Politik
„Menschenjagd in Budapest“: Fünf Jahre Haft für Hanna S.
Das Gericht ist überzeugt: Die junge Frau hat Menschen aus der mutmaßlich rechten Szene beim „Tag der Ehre“ brutal attackiert. Am Schluss äußert der Richter noch einen speziellen Appell.

Ihre Unterstützer zweifeln ein faires Verfahren an.
Foto: Felix Hörhager
Als Hanna S. den Gerichtssaal betritt, stehen mehrere Dutzend Unterstützer auf und spenden Beifall. Kurz danach werden sie weinen und sich gegenseitig trösten, denn das Oberlandesgericht München (OLG) entscheidet: Fünf Jahre Haft für die mutmaßliche Linksextremistin Hanna S wegen gefährlicher Körperverletzung und Mitglied in einer kriminellen Vereinigung. Das Urteil ist noch nicht rechtskräftig.
Das Gericht sah es als erwiesen an, dass Hanna S. zusammen mit anderen am „Tag der Ehre“ im Februar 2023 in Budapest brutal Menschen verprügelte, die sie der rechtsextremen Szene zuordneten.
Der „Budapest-Komplex“ beschäftigt mehrere Gerichte
In der ungarischen Hauptstadt kamen zu dem Zeitpunkt zum „Tag der Ehre“ Rechtsextremisten aus ganz Europa zusammen, um des Ausbruchsversuchs der deutschen Wehrmacht, der Waffen-SS und ihrer ungarischen Kollaborateure aus der von der Roten Armee belagerten Stadt zu gedenken. Ein „Neonazi-Schaulaufen“ hatte der Verteidiger Yunus Ziyal das Event zum Beginn des Prozesses genannt. „Es handelt sich um das derzeit größte Massenevent der extremen Rechten.“
Im sogenannten Budapest-Komplex sollen mehrere Personen involviert sein, sieben weitere hatten sich im Januar an verschiedenen Orten den Behörden gestellt, gegen sechs von ihnen hat der Generalbundesanwalt Anklage zum OLG Düsseldorf erhoben. Zu der jetzt in Deutschland verfolgten Gruppe zählt auch die non-binäre Person Maja T., die vergangenes Jahr nach Ungarn ausgeliefert wurde – obwohl das Bundesverfassungsgericht dies untersagt hatte. Doch die Entscheidung aus Karlsruhe war wenige Minuten zu spät gekommen. T. drohen in Ungarn bei einer Verurteilung bis zu 24 Jahre Haft.

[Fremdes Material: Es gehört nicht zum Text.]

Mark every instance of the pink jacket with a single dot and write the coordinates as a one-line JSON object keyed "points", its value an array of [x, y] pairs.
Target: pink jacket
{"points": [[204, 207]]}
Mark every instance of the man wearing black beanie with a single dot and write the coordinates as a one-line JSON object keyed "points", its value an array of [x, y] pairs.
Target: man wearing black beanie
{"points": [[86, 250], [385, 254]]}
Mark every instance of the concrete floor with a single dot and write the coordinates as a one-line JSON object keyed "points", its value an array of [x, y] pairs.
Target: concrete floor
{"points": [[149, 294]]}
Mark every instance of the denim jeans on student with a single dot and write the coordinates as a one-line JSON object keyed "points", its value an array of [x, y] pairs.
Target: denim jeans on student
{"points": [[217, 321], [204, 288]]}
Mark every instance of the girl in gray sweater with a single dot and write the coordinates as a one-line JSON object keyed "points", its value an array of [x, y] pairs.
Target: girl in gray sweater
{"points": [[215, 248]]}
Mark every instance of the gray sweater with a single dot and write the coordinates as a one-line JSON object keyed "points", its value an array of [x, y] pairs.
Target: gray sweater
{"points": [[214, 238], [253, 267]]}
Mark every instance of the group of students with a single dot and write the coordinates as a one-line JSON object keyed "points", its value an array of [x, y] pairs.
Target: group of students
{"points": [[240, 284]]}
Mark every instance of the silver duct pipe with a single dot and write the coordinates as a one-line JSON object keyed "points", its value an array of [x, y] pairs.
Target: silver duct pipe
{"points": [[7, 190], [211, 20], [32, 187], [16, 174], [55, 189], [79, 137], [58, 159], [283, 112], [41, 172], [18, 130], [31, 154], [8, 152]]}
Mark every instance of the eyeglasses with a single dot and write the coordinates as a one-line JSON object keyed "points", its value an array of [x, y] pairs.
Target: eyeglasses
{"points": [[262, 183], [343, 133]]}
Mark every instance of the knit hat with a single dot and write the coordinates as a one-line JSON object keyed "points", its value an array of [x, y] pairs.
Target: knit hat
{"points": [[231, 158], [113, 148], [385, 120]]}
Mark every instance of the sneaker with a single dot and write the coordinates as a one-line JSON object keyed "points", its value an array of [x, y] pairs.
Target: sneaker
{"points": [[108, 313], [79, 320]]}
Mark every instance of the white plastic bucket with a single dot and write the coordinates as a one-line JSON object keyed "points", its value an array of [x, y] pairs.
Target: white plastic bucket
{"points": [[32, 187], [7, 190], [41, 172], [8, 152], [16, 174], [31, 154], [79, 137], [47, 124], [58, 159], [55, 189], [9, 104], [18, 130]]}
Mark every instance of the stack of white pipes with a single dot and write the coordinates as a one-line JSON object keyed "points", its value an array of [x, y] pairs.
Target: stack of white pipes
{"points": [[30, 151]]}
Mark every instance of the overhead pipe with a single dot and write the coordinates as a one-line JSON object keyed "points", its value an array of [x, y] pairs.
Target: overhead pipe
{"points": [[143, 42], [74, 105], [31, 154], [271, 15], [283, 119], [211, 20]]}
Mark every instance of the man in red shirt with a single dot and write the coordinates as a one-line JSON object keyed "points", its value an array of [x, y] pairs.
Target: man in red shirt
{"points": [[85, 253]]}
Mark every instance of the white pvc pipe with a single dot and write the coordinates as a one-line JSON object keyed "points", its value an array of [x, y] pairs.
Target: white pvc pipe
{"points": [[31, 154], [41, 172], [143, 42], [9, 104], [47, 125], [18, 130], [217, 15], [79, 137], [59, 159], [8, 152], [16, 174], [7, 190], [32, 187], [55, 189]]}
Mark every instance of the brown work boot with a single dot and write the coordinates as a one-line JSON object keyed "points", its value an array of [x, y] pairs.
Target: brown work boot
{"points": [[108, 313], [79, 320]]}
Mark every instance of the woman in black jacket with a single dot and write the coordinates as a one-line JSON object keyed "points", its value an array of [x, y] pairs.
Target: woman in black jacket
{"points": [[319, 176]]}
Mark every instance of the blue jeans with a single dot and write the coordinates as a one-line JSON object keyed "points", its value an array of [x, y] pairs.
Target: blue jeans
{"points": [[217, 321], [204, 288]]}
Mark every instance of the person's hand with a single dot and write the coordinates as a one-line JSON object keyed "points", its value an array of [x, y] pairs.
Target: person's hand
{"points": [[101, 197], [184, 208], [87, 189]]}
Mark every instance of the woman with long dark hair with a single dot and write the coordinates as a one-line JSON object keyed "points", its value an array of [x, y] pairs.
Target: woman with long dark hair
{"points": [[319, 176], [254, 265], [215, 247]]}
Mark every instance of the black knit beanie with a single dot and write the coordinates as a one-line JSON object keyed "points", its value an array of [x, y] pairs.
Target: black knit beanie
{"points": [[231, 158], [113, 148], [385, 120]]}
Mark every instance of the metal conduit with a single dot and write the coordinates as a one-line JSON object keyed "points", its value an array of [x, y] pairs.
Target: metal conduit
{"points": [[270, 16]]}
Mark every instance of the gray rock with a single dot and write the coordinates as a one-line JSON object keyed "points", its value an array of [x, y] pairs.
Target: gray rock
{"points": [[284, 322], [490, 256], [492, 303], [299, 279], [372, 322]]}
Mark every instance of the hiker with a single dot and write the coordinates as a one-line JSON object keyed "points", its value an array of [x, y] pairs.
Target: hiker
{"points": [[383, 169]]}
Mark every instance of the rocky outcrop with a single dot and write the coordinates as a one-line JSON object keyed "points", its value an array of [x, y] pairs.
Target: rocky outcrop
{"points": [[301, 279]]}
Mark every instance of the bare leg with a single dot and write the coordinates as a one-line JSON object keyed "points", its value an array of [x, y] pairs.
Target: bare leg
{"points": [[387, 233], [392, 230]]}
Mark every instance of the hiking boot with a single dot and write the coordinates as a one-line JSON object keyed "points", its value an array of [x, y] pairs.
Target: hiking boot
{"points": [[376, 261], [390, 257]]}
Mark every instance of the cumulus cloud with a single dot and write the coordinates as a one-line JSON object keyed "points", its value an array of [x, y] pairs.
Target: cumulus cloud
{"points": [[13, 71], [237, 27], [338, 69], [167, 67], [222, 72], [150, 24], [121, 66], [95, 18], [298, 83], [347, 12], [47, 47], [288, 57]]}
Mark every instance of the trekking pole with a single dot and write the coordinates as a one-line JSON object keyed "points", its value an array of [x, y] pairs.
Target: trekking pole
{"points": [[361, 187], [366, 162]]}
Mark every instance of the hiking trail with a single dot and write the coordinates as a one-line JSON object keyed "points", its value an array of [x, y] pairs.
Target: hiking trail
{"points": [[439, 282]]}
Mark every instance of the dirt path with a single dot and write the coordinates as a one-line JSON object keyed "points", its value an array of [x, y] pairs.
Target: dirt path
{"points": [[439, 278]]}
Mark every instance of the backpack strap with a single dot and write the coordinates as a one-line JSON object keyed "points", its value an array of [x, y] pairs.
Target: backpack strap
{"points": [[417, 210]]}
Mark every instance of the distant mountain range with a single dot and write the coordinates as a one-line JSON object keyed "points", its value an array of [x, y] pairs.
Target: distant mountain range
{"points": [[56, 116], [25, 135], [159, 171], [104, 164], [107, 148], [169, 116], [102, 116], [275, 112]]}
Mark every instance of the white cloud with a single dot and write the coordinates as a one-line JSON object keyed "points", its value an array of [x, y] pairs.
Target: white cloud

Richter spricht von „Menschenjagd“
Hanna S. wurde in München vorgeworfen, an zwei Angriffen beteiligt zu sein. Die Opfer wurden den Angaben zufolge mit Schlagstöcken und Pfefferspray attackiert. Von einer Verurteilung wegen versuchten Mordes, wie sie die Bundesanwaltschaft gefordert hatte, sah das Gericht ab. Man sehe keine Belege für einen entsprechenden Tötungsvorsatz. Klar sei aber: Es gebe keine gute politische Gewalt.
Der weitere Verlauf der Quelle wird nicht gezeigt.